This program simulates a system of rebounding balls. Zoing!
I hope you enjoy playing with it as much as I did designing
and tuning it.
Please include this file in any distribution of the source code!
Usage: zoing [ BALLS [ GRAVITY [ LEVITY ] ] ]
where
1 <= BALLS <= 7, default 7
0 <= GRAVITY <= 9, default 0
0 <= LEVITY <= 5, default 0
You can run it from the workbench, but you can only get the
defaults. Some explanation is necessary.
General Description
===================
The bouncing balls are all perfectly elastic.
This means they don't lose energy when they collide.
When the Zoing! window is active the cursor becomes a ball.
This ball is infinitely massive and fairly inelastic. This
means that other balls cannot impart velocity to the cursor
and that collisions with it entail a loss of energy. The
window comes up inactive so that the balls do not start to
lose energy through cursor collisions.
The cursor is inelastic as a convenient means of removing
excess energy from the system. The balls can be slowed by
performing a "catching" operation with the cursor, but this
is difficult especially at high speeds. You may slide the
cursor into a ball to create a collison and speed it up.

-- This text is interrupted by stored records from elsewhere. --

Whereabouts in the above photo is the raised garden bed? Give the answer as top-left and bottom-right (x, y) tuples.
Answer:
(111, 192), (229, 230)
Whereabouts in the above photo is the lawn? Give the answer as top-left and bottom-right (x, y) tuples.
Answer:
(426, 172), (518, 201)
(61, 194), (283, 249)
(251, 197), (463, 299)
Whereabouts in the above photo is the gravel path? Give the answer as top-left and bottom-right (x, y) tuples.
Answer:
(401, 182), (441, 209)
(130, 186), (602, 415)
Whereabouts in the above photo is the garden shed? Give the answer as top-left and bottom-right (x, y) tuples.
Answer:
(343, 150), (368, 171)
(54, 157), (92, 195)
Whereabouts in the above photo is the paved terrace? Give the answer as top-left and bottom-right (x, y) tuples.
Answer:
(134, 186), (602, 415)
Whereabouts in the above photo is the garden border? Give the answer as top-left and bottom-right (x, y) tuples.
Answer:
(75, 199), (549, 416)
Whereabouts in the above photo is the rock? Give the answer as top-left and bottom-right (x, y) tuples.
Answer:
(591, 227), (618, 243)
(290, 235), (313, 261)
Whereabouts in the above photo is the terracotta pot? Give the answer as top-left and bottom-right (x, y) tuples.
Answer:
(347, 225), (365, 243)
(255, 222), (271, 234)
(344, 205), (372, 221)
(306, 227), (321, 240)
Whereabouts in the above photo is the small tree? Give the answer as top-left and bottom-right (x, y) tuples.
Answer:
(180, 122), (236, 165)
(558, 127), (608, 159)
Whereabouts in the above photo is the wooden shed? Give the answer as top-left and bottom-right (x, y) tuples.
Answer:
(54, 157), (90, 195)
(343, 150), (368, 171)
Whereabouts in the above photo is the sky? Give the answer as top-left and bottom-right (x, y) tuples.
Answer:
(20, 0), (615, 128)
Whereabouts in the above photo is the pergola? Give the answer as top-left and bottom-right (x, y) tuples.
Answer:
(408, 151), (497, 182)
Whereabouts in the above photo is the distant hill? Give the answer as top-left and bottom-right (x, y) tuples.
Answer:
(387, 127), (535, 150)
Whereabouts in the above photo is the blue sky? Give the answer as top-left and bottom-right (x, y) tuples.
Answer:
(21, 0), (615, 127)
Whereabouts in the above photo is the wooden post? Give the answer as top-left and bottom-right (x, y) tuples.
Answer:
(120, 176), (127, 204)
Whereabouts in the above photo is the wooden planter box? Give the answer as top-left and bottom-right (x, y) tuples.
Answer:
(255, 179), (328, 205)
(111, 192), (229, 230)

You may vary the number of balls by giving a number between
1 and 7 as the first parameter on the command line. Gravity
may be added to the system in the same way. I suggest you
try all the values. Gravity of one or two is very pleasing
to watch. You will find that the energy of the system will
slowly decline under the influence of gravity. Stir it up.
Levity is just like gravity except that the system slowly
gains energy over time. A levity of one is probably all you
will want. The gravitational effect will be the sum of the
gravity and levity. With gravitation, there is a higher
density of balls toward the bottom of the screen. If you
add some levity and park the cursor in the middle of the
screen, the energizing of the levity and de-energizing of
the cursor will reach an equilibrium based on how high the
cursor is from the bottom of the screen. This produces a
very nice effect as balls occasionally roll over the top of
the cursor or soar way above. If you are clever you can
make a ledge with the cursor and the side of the screen to
trap balls. You can raise them slowly using the amiga and
cursor keys.
Suggested Values
================
zoing
zoing 3
zoing 7 1 1
zoing 7 2
zoing 4 3
zoing 1
About The Program
=================
The best part is that Zoing! uses no floating point variables
or calculations. The positions and velocities are represented
internally using an integer coordinate system. The collision
calculations require no trig functions or square roots and are
only limited by the accuracy of the coordinate representation.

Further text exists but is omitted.